Redcard Exploratory Data Analysis

This dataset is taken from a fantastic paper that looks to see how analytical choices made by different data science teams on the same dataset in an attempt to answer the same research question affect the final outcome.

Many analysts, one dataset: Making transparent how variations in analytical choices affect results

The data can be found here.

The Task

Do an Exploratory Data Analysis on the redcard dataset. Keeping in mind the question is the following: Are soccer referees more likely to give red cards to dark-skin-toned players than light-skin-toned players?

Before plotting/joining/doing something, have a question or hypothesis that you want to investigate
Draw a plot of what you want to see on paper to sketch the idea
Write it down, then make the plan on how to get there
How do you know you aren't fooling yourself
What else can I check if this is actually true?
What evidence could there be that it's wrong?



In [1]:

    
%matplotlib inline
%config InlineBackend.figure_format='retina'

from __future__ import absolute_import, division, print_function
import matplotlib as mpl
from matplotlib import pyplot as plt
from matplotlib.pyplot import GridSpec
import seaborn as sns
import numpy as np
import pandas as pd
import os, sys
from tqdm import tqdm
import warnings
warnings.filterwarnings('ignore')
sns.set_context("poster", font_scale=1.3)

import missingno as msno
import pandas_profiling

from sklearn.datasets import make_blobs
import time

About the Data

The dataset is available as a list with 146,028 dyads of players and referees and includes details from players, details from referees and details regarding the interactions of player-referees. A summary of the variables of interest can be seen below. A detailed description of all variables included can be seen in the README file on the project website.
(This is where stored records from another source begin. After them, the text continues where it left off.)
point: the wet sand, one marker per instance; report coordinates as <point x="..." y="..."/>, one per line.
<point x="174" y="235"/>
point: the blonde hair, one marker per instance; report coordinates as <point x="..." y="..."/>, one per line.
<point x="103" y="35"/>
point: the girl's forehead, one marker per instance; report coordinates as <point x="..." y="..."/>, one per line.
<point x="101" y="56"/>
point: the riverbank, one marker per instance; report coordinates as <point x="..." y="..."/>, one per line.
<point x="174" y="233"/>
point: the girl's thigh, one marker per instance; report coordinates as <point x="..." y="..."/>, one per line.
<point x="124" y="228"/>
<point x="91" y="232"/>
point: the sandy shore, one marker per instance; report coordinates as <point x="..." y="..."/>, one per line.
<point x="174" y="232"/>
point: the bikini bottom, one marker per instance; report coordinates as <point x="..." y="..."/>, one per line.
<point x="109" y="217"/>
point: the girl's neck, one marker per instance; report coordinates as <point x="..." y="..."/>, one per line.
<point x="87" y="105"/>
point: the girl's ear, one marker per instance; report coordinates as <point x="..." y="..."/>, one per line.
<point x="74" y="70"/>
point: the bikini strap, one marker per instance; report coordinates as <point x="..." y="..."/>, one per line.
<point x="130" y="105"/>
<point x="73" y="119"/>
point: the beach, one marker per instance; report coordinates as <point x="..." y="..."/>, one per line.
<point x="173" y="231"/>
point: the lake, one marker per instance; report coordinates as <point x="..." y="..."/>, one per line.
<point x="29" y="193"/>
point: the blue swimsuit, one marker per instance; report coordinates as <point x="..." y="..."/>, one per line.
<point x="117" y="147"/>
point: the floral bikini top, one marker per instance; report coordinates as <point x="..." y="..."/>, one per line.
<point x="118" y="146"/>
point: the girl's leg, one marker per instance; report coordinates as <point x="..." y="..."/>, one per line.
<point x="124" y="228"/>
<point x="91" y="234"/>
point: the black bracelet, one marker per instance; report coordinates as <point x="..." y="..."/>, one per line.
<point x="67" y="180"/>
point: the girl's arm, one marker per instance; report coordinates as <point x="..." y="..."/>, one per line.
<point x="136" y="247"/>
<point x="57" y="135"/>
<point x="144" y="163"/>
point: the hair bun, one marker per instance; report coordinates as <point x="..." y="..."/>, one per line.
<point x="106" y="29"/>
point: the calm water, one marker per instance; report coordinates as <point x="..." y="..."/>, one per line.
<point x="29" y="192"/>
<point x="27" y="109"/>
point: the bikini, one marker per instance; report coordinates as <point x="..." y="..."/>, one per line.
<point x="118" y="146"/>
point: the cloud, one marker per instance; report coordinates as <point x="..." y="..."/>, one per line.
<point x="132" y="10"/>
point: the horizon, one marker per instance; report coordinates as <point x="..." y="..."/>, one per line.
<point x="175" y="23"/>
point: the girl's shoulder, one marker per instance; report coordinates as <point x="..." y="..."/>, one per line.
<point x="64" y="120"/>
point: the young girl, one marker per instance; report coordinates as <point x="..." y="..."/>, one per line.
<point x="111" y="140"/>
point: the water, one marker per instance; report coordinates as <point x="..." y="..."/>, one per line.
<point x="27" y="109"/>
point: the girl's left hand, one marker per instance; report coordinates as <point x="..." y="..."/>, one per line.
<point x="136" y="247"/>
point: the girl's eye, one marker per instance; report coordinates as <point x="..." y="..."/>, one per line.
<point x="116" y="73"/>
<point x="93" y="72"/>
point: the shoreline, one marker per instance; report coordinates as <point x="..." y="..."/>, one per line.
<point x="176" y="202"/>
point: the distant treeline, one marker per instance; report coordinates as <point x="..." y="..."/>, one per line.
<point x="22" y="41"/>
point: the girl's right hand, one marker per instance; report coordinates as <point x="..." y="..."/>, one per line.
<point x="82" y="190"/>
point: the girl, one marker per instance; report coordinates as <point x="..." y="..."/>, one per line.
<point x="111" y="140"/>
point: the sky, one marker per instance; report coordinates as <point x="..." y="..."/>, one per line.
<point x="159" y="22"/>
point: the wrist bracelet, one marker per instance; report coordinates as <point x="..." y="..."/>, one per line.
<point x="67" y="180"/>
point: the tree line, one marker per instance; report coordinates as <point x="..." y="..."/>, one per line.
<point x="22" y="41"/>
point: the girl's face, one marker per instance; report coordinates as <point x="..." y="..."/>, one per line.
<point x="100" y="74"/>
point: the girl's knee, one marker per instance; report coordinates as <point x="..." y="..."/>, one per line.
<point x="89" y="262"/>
From a company for sports statistics, we obtained data and profile photos from all soccer players (N = 2,053) playing in the first male divisions of England, Germany, France and Spain in the 2012-2013 season and all referees (N = 3,147) that these players played under in their professional career (see Figure 1). We created a dataset of playerâreferee dyads including the number of matches players and referees encountered each other and our dependent variable, the number of red cards given to a player by a particular referee throughout all matches the two encountered each other.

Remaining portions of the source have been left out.